Resenha: Senna (2024)
Indo pela mesma linha da resenha que fiz de "Sutura", série do Amazon Prime Video, fico feliz que tenhamos boas produções brasileiras novamente. Vou insistir na mesma tese de que isso talvez seja um incentivo vindo de governos aliados da cultura. Tendo isso em vista, precisamos também considerar que estamos aqui contando uma história mitológica, no bom sentido da palavra, é claro; mas ainda por cima falando de um recorte muito específico da nossa população: gente rica e branca.
Mas calma!
Eu também sou capaz de apreciar coisas boas, mesmo que tenhamos que ofertar críticas sociais e ideológicas enquanto assistimos. Críticas que, no caso dessa série, são apenas detalhes que não estragam a experiência.

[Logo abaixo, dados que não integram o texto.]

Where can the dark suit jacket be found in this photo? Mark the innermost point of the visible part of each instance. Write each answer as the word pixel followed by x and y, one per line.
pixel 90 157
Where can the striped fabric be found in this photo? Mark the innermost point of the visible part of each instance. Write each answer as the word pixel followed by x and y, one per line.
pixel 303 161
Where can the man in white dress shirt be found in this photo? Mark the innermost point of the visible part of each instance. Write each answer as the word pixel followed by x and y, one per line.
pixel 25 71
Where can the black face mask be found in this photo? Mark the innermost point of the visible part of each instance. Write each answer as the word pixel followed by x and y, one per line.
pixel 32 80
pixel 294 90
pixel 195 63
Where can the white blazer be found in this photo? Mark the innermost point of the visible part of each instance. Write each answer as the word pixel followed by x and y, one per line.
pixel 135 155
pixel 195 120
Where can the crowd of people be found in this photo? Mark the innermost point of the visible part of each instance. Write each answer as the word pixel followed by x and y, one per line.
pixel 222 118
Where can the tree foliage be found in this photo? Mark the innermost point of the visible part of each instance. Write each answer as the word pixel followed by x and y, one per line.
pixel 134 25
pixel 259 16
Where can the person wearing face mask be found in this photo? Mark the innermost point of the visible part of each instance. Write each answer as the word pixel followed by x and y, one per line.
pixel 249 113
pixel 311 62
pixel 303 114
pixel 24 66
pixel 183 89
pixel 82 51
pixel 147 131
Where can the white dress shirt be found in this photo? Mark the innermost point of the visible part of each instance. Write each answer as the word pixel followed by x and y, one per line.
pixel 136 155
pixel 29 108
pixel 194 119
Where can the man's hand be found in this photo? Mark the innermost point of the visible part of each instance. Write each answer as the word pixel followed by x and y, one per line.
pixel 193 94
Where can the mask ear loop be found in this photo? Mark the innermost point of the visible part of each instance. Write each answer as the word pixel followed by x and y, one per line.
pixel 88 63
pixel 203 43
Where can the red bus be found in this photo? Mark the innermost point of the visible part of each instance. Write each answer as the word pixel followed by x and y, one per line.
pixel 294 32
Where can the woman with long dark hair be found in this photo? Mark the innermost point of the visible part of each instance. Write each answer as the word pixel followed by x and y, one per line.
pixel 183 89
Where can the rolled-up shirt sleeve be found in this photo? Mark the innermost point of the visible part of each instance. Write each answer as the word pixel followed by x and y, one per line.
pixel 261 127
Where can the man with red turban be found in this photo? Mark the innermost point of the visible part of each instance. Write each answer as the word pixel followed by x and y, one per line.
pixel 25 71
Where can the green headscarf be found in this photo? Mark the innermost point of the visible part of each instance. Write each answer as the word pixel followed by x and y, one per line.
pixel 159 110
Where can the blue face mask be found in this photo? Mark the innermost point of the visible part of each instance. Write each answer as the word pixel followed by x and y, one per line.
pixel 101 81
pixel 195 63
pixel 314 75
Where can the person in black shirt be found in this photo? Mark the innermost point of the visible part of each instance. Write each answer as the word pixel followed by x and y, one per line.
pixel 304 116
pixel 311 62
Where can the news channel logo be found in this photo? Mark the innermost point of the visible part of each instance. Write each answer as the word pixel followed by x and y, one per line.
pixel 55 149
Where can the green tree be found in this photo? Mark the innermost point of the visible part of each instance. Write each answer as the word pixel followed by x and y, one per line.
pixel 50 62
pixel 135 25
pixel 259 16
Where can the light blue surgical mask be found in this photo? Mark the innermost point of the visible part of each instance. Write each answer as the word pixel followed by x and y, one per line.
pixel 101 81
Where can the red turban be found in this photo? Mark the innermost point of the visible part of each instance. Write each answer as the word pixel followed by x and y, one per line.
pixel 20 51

É necessário que a gente não deixe de considerar que Ayrton Senna se tornou quase um santo no Brasil: São Senna, padroeiro do automobilismo. Afinal, a biografia do cara tem tudo que uma boa história enlatada precisa: um talento que é quase um superpoder, acesso a lugares restritos da alta classe, intrigas, conspirações, romances e tensões. Além disso, vemos o caráter heroico e quase incorruptível de um santo que, aliás, só pode ser santo porque, como prega a Igreja Católica, já morreu e não pode mais fazer nem falar besteira.
Essa série, porém, existe não apenas por conta do mito do Senna que estava nos corações de todos aqueles que acompanharam sua carreira meteórica no final dos anos 80 e início dos 90, mas também por uma repaginada nesse mito, advinda do documentário de mesmo nome, que ficou no próprio Netflix por um bom tempo, mas que hoje se encontra fora do catálogo. Falo do caráter quase messiânico do personagem histórico que, pra mim, foi criado ali, principalmente quando se narram as corridas de 89, em Mônaco, e de 91, quando ele ganha pela primeira vez no Brasil, onde os discursos do piloto começam a tomar um corpo mais religioso e "patriota" – no melhor sentido que essa palavra pode ter.
E a série adiciona ainda mais tempero a esse mito, pois atiça esse patriotismo (que foi sequestrado por espectros políticos atualmente) ao observá-lo de um ângulo bem interessante: o preconceito contra latinos na Europa. Lembrando que, sim, pessoas brancas que vivem aqui nas Américas não são europeias e podem experimentar discriminação por lá. Fato esse que muita gente que se muda pra lá descobre da pior forma possível.
A série até tenta forçar a presença de mulheres e pessoas negras em algumas cenas, indo na contramão de tudo que se produz sobre automobilismo hoje em dia, e isso é bom. A série não é um poço de testosterona como filmes como Ford vs. Ferrari, Lamborghini e outros. Pelo contrário, ela assenta o personagem em sua humanidade, em sua humildade (que era real no personagem histórico que me lembro). Ao mesmo tempo, mostra camadas mais ricas do mito do Senna, como essa suposta obsessão que o fez perder um casamento e até mesmo o namoro com a Xuxa. Uma obsessão que quase o afastou da família também.
Estão deixando a gente gostar do Senna de novo.
É interessante a gente poder apreciar essa história, que é um recorte específico de uma época. Apesar de ser um "pobre menino rico", Senna foi um personagem importante da cultura pop nos anos 90, assim como jogadores de futebol e outros que são fruto de um momento em que o Brasil era só promessa e esperança.
No entanto, isso também é um lembrete do quanto, em 2024, olhar para o passado é mais agradável do que olhar para o futuro. Toda essa exposição à nostalgia pode nos encaminhar para uma mitificação do passado que, nem sempre, é uma coisa boa.
Mas, questionamentos filosóficos à parte, é uma boa série que empolga e emociona. Pâmela Tomé, a atriz que fez a Xuxa está perfeita, e a personagem histórica está muito bem representada, sendo uma mulher forte e dona da própria carreira, mostrando o tempo todo que era tão importante (senão mais) que Senna no imaginário popular. O Galvão Bueno não me convenceu muito, mas outros personagens como Niki Lauda, o Prost e outros também estão muito bem caracterizados e com atuações muito boas.
Enfim, Senna vale muito a pena, não só pela nostalgia, mas também pela qualidade da produção, que está excelente. Assim como falei na resenha de Sutura, dá orgulho de ver produções brasileiras nos dando entretenimento de qualidade!